The estimates for η, 1.91 (95% CS:0.18, 9.4), in model III do not provide strong evidence for η > 1, whereas those for ρ, 2.05 (95% CS:1.31, 3.01) in model II and 2.02 (95% CS:1.36, 2.91) in model III, do for ρ > 1. Therefore, we chose model II for the subsequent analyses. Table 3 presents results in the left and the right panels assuming that the RIC mode is located at the end of day t̃_ik and of day t̃_ik + 1, respectively, with the left panel as our primary results. We do not find statistical significance for the effectiveness of the NPI intervention in preventing influenza-related ILI. However, the NPI intervention tends to reduce the risk of symptomatic infection with influenza A by 32% (95% CS:–13%, 60%) and the risk of symptomatic infection with the non-influenza pathogen by 27% (95% CS:2%, 45%). The intervention showed no effect on the risk of symptomatic infection with influenza B.

Table 3.

Analysis of the PIPP Study with influenza A and influenza B epidemics in the 2007–2008 winter season.

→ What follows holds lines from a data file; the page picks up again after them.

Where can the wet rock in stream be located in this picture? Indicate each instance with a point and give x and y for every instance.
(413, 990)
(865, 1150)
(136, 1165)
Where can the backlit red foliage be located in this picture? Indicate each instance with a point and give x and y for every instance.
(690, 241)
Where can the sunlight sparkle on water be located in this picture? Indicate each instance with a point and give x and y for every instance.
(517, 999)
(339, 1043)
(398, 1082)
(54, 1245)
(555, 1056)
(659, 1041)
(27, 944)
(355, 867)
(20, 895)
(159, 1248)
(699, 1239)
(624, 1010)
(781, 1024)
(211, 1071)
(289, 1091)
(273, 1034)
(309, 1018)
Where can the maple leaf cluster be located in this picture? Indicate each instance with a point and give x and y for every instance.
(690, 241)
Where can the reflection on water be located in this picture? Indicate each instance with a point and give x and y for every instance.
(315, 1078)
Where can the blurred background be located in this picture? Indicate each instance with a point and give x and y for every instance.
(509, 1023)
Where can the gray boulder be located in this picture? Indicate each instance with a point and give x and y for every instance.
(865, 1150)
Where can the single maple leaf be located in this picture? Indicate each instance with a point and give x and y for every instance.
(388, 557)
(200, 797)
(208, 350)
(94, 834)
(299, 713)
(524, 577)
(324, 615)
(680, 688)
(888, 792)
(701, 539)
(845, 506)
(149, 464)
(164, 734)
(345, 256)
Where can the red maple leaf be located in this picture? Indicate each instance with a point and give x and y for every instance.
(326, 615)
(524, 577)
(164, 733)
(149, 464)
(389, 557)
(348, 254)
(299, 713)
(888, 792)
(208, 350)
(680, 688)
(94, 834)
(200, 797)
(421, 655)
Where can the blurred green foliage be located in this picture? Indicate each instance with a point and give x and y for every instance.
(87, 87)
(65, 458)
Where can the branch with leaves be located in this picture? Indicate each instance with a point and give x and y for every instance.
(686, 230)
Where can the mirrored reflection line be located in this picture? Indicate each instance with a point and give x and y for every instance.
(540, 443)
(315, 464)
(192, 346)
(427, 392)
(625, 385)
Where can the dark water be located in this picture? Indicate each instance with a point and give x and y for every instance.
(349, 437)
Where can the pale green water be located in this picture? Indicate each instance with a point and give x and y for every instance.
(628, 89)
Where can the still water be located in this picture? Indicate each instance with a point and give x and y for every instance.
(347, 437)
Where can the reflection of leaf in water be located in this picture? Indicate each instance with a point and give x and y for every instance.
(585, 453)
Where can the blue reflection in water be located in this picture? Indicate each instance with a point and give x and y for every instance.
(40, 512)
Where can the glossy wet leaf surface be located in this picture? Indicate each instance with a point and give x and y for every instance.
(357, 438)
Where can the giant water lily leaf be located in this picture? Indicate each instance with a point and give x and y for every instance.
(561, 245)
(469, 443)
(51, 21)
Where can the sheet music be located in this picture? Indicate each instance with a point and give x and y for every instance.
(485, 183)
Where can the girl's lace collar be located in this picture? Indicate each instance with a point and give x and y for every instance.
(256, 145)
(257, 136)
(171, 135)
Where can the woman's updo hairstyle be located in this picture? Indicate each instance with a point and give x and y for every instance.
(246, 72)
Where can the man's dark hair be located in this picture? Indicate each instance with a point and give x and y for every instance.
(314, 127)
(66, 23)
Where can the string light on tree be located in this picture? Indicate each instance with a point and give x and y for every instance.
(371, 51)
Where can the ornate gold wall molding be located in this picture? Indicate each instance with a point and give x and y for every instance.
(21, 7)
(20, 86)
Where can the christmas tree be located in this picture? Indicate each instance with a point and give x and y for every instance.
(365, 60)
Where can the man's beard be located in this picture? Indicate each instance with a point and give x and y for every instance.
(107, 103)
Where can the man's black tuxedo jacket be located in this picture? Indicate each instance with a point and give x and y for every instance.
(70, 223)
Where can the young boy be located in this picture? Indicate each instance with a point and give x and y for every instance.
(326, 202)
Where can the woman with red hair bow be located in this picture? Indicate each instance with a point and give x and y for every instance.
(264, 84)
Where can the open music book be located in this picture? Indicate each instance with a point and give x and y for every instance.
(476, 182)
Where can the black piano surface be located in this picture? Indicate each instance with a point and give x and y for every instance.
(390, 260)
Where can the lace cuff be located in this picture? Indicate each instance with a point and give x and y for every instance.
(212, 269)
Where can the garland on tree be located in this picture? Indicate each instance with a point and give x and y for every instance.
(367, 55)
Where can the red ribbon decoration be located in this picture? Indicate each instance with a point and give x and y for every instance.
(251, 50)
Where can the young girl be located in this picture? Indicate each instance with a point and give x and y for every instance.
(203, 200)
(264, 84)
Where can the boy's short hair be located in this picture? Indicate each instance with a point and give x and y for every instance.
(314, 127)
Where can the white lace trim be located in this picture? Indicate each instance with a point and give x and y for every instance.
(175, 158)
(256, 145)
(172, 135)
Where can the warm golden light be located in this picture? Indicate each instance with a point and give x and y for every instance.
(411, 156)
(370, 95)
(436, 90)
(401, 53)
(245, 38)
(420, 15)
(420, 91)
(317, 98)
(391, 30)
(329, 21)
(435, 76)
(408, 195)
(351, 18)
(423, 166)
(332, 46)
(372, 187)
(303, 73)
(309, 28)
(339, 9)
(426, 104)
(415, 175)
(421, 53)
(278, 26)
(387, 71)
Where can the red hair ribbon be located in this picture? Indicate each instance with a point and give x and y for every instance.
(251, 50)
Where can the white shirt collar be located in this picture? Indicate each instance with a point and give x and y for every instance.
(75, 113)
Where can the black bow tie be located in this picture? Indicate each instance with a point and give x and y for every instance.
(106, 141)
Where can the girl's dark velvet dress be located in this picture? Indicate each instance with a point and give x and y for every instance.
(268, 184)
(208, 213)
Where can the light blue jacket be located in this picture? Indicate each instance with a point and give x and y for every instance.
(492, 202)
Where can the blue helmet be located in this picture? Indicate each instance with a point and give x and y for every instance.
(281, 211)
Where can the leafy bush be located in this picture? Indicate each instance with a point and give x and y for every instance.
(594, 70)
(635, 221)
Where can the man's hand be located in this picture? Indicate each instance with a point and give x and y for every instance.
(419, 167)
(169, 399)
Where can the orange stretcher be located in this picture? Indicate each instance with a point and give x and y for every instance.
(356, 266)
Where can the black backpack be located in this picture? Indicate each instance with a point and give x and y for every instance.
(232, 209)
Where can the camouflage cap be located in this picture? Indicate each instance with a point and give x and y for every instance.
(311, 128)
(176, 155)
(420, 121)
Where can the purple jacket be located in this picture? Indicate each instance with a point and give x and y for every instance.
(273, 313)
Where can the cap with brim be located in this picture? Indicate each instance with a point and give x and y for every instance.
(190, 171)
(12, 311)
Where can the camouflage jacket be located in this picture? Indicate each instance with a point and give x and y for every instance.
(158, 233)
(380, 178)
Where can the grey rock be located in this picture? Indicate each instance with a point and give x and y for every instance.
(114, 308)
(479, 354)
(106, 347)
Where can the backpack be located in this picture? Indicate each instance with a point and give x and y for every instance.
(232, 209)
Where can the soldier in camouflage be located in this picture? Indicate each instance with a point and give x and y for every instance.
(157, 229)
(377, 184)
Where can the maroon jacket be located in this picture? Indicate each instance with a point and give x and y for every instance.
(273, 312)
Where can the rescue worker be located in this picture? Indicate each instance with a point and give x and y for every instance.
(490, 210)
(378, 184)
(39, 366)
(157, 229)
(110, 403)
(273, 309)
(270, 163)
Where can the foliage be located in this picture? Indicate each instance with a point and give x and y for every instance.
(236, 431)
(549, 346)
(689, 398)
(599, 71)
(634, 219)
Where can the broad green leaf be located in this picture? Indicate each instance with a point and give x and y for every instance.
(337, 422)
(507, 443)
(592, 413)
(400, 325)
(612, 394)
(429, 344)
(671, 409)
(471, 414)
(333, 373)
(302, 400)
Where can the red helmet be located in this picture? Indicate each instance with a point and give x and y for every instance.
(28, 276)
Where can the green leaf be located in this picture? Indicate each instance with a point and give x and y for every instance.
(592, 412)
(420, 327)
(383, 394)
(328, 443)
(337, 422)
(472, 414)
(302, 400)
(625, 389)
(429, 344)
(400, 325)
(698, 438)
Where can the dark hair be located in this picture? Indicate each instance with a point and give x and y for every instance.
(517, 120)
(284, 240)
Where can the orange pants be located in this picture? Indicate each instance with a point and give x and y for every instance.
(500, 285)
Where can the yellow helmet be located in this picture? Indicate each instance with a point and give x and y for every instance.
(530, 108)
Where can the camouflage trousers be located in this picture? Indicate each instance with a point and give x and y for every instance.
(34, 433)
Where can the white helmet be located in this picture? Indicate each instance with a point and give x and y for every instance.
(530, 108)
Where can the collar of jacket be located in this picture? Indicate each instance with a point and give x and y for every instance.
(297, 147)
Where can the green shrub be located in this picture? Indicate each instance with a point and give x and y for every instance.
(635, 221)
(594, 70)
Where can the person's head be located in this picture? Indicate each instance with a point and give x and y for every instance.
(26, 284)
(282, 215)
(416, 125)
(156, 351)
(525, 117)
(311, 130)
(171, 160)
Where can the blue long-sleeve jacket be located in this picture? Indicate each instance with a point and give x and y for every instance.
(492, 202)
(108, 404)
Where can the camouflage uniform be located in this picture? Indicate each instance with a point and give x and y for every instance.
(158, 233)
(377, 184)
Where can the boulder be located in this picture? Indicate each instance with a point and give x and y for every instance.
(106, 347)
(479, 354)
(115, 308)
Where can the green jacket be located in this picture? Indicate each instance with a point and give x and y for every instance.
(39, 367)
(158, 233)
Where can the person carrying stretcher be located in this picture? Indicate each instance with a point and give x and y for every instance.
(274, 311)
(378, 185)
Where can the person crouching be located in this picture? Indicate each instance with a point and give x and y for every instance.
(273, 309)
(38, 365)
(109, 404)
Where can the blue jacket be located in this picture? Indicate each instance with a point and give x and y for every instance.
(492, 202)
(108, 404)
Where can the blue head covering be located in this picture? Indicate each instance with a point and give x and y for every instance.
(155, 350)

Posterior medians and 95% credible sets are presented.

	Mode Location of RIC
	End of day t̃_ik			End of day t̃_ik + 1
parameter	Non-influenza m = 1	Influenza A m = 2	Influenza B m = 3	Non-influenza m = 1	Influenza A m = 2	Influenza B m = 3

ω_m(×10⁴)	3.98_{(2.76, 5.53)}	1.55_{(0.93, 2.52)}	0.83_{(0.47, 1.39)}	4.00_{(2.82, 5.43)}	1.57_{(0.98, 2.41)}	0.83_{(0.47, 1.38)}
ω₃_b(×10⁴)			1.65_{(0.84, 3.06)}			1.68_{(0.86, 2.96)}
ρ		2.05_{(1.31, 3.01)}			2.06_{(1.39, 2.90)}
γ_m(×10⁵)	5.83_{(0.36, 16.27)}	23.29_{(7.18, 44.60)}	4.96_{0.21, 18.90)}	5.50_{(0.27, 15.76)}	23.35_{(7.57, 46.86)}	4.81_{(0.17, 18.61)}
ξ_m	0.73_{(0.55, 0.98)}	0.68_{(0.40, 1.13)}	1.21_{(0.68, 2.20)}	0.73_{(0.55, 0.96)}	0.66_{(0.39, 1.07)}	1.19_{(0.70, 2.12)}
a_m	4.24_{(2.08, 9.61)}	5.46_{(2.21, 9.70)}		3.70_{(2.04, 9.49)}	5.90_{(2.19, 9.78)}
SAR(×10⁴)^†		16.29_{(5.03, 31.17)}	3.47_{(0.15, 13.22)}		16.33_{(5.30, 32.75)}	3.37_{(0.12, 13.02)}

Open in a new tab

^†

SAR=1 − exp(− Δ_mγ_m).

Influenza A tended to be more transmissible person-to-person than influenza B in this epidemic, the posterior median of γ₂/γ₃ being 4.73 (95% CS: 0.77, 112.33). While the two pathogens generated about the same number of cases, the average length between successive ILI onsets within schools in the control arm is 4.4 days for influenza A and 9.7 days for influenza B. Consequently, influenza B cases are far less likely to be explained by secondary infections. The estimates for the SAR in Table 3 do not take into account the possibility of absence due to the disease or holidays. To obtain an estimate for the effective SAR adjusted for absence, we fixed the duration of the incubation period for influenza A and influenza B at two days, the average duration estimated for seasonal influenza. As a result, the infectious period is now fixed relative to the symptom onset day and can be represented by days 1–7 with day 2 being the symptom onset day. Let e_k be the probability of absence for day k of the infectious period, k = 1, …, 7, which we assume depends only on k but not the underlying pathogen. Next, we estimate (e₁, …, e₇)′ by the proportions of absence regardless of the reason among all ILI episodes, (0.488, 0.472, 0.312, 0.375, 0.436, 0.512, 0.474)′. The effective SAR can be formulated as $1 - \sum_{k = 1}^{7} {e_{k} + (1 - e_{k}) exp (- γ_{m} \int_{k - 1}^{k} f_{beta} (\frac{t}{7} ∣ a_{m}, \frac{2}{7}) d t)}$ , m = 2,3, where 2/7 is the mode of the RIC. We estimate the effective SAR as 0.00093 (95% CS:0.00027, 0.0018) for influenza A and 0.00020 (95% CS:0.0000077, 0.00079) for influenza B in the PIPP study. Yang et al. (2009) reported an effective SAR of 0.00075 (95% CI: 0.00055, 0.0010) for the novel pandemic influenza A(H1N1) strain in an outbreak that occurred in a private high school in New York City. Our estimate for the PIPP study is likely higher because elementary-school students are more susceptible than high-school students.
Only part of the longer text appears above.